New Zealand is currently working on the adoption of a Limited Partnerships Bill. The New Zealand Parliament states:

The purpose of this bill is to repeal the special partnership provisions of the Partnership Act 1908 and to establish a modern regulatory regime for limited partnerships that –
* gives the business community in New Zealand the option of a flexible and internationally recognised business structure similar to limited partnerships in use in overseas jurisdictions; and
* facilitates the development of the venture capital industry in New Zealand.

Interestingly the competitive legislation seems to include the control rule which is in the process of being eliminated in the US (the 2001 RULPA does away with the control rule in s 303). This statute has been adopted in Arkansas, California, Florida, Hawaii, Idaho, Illinois, Iowa, Kentucky, Maine, Minnesota, Nevada, New Mexico, North Dakota, and Virginia.

cjallo – September 24, 2007: Kovacik v. Reed seems to be specifically contradicted by RUPA §401(b), where Kovacik holds that when one partner contributes money and another labor, neither party is liable to the other for contribution for any loss sustained. Thus, upon losses, the party who contributed it is not entitled to recover any part of it form the party who contributed only services. Whereas RUPA states that share in losses should be in proportion to the partner’s share of the profits. Am I reading the Act correctly.

Bradley – September 25, 2007: Under RUPA if partners intend the result in Kovacik they would need to contract for that result.

cstruluck – September 25, 2007: Is the amendment of the Uniform Partnership Act (1997) from the (1914) version, removing the accounting of goodwill in determing the value of the dissolved partnership, a penalty to the offending partner? Or is it possibly the result of changes in the legal development of the concept of “goodwill” in caselaw over the past century reflecting a more appropriate accounting in the (1997) version?

Frank Menendez – September 26, 2007: cstruluck, based on what I have learned thus far, RUPA is basically an attempt to stabilize the fragile state of partnerships that is created by UPA (i.e., UPA did not imagine a partnership with more than a couple of people). RUPA on the other hand, acknowledges that a partnership can compromise hundreds of people (see e.g., RUPA § 201 re: entity) and as such, trying to figure out how much “goodwill” one particular individual is entitled to would be a difficult task for the courts to determine.

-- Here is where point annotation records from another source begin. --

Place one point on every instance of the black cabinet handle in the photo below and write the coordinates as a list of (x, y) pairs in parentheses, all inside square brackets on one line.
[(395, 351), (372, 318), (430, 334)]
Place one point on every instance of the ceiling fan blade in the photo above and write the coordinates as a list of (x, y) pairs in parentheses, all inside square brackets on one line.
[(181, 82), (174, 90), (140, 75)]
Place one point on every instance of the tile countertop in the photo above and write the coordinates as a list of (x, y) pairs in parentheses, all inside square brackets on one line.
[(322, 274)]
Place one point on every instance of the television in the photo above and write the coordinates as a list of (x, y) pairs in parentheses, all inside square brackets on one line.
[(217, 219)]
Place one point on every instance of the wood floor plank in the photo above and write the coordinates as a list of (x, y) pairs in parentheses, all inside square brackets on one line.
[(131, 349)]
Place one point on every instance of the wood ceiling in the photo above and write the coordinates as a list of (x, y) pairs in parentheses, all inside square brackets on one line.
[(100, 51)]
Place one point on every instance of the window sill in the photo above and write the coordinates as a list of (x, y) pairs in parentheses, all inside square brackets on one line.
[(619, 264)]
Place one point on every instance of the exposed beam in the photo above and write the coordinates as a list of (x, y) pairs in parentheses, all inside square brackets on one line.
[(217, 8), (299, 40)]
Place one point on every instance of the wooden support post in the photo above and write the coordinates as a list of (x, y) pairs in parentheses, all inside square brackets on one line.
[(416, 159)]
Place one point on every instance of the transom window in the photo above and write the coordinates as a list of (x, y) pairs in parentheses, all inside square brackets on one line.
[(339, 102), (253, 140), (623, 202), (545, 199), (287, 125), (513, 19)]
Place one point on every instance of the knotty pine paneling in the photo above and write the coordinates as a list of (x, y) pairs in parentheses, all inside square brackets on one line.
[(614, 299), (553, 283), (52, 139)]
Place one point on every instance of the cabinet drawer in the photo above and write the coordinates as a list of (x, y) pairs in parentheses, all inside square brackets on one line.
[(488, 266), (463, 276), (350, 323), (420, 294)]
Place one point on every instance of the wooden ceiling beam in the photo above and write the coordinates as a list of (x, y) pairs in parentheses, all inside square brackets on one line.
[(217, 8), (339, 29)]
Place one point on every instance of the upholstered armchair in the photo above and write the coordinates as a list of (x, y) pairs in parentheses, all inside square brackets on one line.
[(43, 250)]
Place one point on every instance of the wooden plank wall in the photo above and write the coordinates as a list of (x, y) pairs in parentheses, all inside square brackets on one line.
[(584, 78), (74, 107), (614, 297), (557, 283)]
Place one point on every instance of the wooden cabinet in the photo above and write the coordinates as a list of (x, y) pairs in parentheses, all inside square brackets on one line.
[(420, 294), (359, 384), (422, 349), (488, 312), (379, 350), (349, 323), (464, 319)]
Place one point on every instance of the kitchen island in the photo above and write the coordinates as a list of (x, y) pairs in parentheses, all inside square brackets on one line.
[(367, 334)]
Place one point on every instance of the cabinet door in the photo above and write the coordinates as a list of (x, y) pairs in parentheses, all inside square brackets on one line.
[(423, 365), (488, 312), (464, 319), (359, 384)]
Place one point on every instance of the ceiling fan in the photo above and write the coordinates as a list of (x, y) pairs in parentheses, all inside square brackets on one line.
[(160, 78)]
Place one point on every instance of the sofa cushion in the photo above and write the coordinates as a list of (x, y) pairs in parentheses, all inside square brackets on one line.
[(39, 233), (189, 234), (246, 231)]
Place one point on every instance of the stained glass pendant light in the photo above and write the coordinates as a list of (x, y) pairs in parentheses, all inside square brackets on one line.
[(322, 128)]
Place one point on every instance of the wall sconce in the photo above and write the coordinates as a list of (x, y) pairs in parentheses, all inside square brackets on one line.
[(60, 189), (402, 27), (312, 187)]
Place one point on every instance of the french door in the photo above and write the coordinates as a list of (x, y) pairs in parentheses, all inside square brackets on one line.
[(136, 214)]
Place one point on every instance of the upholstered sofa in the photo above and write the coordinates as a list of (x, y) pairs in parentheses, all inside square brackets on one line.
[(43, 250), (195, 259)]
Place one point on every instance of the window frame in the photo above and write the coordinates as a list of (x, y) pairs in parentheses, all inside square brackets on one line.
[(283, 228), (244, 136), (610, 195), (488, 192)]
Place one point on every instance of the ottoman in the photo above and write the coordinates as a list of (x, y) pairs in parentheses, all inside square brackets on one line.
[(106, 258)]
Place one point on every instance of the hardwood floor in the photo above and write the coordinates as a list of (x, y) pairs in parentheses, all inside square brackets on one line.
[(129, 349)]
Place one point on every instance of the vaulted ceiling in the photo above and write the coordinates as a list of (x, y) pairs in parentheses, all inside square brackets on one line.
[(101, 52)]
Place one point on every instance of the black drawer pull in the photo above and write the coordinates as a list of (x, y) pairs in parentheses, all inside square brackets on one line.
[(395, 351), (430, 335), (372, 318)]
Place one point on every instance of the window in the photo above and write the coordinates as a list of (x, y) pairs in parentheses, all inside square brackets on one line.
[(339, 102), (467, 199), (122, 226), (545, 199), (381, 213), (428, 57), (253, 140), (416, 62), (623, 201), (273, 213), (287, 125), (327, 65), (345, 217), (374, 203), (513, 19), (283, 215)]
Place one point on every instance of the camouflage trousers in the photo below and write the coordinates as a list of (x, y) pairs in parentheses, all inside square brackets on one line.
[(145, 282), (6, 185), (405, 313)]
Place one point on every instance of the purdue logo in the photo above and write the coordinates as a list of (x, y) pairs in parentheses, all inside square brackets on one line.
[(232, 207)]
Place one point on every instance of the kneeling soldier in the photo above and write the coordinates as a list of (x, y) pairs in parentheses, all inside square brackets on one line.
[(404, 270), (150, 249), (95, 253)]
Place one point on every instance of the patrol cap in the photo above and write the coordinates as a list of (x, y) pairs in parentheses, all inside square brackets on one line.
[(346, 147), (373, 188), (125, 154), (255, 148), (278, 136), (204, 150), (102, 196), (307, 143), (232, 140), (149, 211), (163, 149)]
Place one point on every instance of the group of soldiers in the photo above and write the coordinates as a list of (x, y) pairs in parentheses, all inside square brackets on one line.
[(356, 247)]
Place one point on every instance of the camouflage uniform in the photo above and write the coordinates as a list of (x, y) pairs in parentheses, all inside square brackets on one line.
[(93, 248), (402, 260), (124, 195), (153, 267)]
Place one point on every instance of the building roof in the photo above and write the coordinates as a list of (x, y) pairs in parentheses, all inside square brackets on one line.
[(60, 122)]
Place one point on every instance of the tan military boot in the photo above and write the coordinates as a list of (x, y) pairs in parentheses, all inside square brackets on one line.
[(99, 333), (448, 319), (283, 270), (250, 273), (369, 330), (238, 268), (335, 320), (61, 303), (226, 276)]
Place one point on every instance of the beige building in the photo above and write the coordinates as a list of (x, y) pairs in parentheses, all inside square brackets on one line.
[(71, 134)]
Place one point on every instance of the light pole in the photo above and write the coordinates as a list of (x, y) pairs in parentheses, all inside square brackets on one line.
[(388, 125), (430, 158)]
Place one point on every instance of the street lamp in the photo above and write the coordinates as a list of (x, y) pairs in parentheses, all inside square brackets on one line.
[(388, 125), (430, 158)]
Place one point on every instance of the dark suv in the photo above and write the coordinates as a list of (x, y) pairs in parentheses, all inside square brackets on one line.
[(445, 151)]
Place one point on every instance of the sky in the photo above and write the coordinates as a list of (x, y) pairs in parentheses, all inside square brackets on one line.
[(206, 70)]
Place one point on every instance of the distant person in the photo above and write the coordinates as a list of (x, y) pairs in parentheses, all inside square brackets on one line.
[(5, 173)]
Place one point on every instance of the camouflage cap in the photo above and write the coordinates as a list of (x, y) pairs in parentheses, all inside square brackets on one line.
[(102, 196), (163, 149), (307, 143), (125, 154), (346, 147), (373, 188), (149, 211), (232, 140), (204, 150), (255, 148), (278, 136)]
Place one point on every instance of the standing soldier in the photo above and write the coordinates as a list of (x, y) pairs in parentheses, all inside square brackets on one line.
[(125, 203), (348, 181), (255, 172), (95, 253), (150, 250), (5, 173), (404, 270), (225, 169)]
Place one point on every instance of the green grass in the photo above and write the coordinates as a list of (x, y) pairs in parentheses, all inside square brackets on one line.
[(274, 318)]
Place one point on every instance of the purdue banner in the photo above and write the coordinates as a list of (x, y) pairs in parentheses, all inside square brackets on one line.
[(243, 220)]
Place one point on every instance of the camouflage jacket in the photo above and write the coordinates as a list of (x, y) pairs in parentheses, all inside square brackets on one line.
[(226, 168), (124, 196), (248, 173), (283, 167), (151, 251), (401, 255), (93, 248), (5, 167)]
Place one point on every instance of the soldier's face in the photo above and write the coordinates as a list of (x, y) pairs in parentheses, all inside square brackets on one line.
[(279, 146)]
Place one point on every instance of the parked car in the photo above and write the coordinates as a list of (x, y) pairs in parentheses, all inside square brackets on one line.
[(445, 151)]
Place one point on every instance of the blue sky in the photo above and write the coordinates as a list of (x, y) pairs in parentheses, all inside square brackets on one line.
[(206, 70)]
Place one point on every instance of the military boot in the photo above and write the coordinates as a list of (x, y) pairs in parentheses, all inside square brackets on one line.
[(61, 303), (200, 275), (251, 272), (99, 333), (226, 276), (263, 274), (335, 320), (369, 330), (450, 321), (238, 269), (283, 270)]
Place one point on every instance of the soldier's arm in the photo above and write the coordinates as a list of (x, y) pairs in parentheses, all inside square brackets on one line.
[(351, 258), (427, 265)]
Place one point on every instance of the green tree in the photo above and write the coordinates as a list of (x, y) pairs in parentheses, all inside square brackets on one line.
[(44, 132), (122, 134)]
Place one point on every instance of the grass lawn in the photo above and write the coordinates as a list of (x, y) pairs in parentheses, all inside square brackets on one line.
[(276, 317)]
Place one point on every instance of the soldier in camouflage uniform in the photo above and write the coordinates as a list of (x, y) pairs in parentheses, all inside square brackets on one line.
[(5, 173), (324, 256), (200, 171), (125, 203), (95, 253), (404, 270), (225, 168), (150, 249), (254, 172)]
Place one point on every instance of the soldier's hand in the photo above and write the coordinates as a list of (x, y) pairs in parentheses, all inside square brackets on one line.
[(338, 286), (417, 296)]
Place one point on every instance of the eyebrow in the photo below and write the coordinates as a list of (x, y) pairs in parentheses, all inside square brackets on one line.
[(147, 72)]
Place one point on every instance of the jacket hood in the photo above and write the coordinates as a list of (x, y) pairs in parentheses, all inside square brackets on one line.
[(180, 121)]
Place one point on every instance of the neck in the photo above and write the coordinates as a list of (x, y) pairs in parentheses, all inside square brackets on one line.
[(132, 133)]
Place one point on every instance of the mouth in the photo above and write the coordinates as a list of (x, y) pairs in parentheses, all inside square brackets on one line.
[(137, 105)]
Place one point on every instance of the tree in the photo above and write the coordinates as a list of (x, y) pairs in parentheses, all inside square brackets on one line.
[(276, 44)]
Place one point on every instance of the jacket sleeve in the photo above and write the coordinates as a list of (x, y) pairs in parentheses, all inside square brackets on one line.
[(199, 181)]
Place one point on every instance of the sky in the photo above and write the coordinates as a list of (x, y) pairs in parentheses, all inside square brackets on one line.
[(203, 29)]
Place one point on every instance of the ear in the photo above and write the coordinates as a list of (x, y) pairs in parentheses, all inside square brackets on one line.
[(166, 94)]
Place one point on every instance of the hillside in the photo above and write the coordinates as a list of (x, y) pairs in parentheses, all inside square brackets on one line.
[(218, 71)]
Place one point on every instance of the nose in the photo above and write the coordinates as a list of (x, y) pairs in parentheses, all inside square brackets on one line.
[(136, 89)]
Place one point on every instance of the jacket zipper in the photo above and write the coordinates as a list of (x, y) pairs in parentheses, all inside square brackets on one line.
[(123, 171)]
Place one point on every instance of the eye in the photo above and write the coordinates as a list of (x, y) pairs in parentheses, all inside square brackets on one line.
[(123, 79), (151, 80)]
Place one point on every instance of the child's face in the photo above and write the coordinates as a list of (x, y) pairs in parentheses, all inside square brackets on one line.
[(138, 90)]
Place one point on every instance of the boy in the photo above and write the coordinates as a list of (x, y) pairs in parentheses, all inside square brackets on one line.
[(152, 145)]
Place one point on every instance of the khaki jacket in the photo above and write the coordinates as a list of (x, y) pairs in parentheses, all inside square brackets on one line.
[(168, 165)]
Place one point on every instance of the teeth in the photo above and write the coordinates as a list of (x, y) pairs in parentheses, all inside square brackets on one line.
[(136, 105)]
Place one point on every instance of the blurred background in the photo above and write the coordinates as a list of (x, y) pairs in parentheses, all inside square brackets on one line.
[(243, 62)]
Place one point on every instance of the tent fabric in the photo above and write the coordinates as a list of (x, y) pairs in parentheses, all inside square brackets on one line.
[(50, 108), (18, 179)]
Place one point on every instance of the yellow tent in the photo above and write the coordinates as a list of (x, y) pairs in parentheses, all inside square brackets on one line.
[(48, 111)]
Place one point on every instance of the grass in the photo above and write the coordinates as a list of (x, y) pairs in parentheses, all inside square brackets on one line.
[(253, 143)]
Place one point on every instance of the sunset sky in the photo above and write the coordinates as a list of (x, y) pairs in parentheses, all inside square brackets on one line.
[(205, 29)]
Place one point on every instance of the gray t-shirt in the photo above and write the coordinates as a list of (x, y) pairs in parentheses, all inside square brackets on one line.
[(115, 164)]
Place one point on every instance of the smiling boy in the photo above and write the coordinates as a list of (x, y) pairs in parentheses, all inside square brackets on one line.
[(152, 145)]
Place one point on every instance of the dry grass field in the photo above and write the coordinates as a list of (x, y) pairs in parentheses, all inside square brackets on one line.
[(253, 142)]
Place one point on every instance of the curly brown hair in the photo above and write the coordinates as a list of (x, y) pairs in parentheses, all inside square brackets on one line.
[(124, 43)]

Brandon Forgione – September 27, 2007: In G & S Investments v. Belman, how could the court dissolve the partnership and allow the plaintiffs to carry on the business based on UPA Section 38? The defendant breached the partnership agreement, but did not cause wrongful dissolution. UPA Section 38(b) expressly applies to cases of wrongful dissolution and UPA Section 32 only provides for dissolution, not buyout. It makes sense that the plaintiffs should be allowed to buyout the wrongful/non-cooperative partner, but there must be a source of authority more on point.

Bradley – September 27, 2007: Between the filing of the complaint seeking judicial dissolution and the decision we are reading the partner whose actions might have justified judicial dissolution died so the provision in the partnership agreement which provides for a buyout of a deceased partner’s interest comes into play.

WEEK 5: 17-21 September 2007
We reached page 125 on Friday. The recording for Thursday’s class is here. The digital recording for Friday’s class did not work. CDs should be available in the library.
For this week the syllabus asks you to read through to page 196, which is the end of the partnership material. We probably won’t get that far, but on the other hand I think that some of the cases shouldn’t take too long either, so I’d like you to read through to page 196 anyway.

Here are some partnership capital slides with sample clauses.

And here is a Comparison of UPA and RUPA.

Brandon Forgione, September 17, 2007: Is it possible to reconcile National Biscuit Company v. Stroud and Summers v. Dooley?
In the former case, the court held that one partner could not unilaterally prohibit the other from binding the partnership to matters within the ordinary course of the partnership business because one out of two partners was not a majority of partners. In the latter, the court held that one partner could not unilaterally bind the partnership to matters within the ordinary course of the partnership business because one out of two partners was not a majority of partners.
The two cases seem almost identical. In both cases, one partner was acting within the usual course of the partnership business over the objection of the other. Both cases involved the acting partner entering into a contract with a third party, although one is for employment and the other the sale of goods.
I can see how the UPA provision could be read either way, so the incongruity in results seems to be, I think, a difference of policy. In effect, the difference between the two cases concerns which side gets the default “tie-breaker” vote, those opposing or those advocating. If one partner cannot unilaterally prevent another (assuming a two-person partnership) from acting within the usual course of the partnership business, then the advocate of the action prevails in a tie (i.e. binds the partnership). If one partner cannot unilaterally act in binding the partnership over the objections of the other partner, then the person opposing the action prevails.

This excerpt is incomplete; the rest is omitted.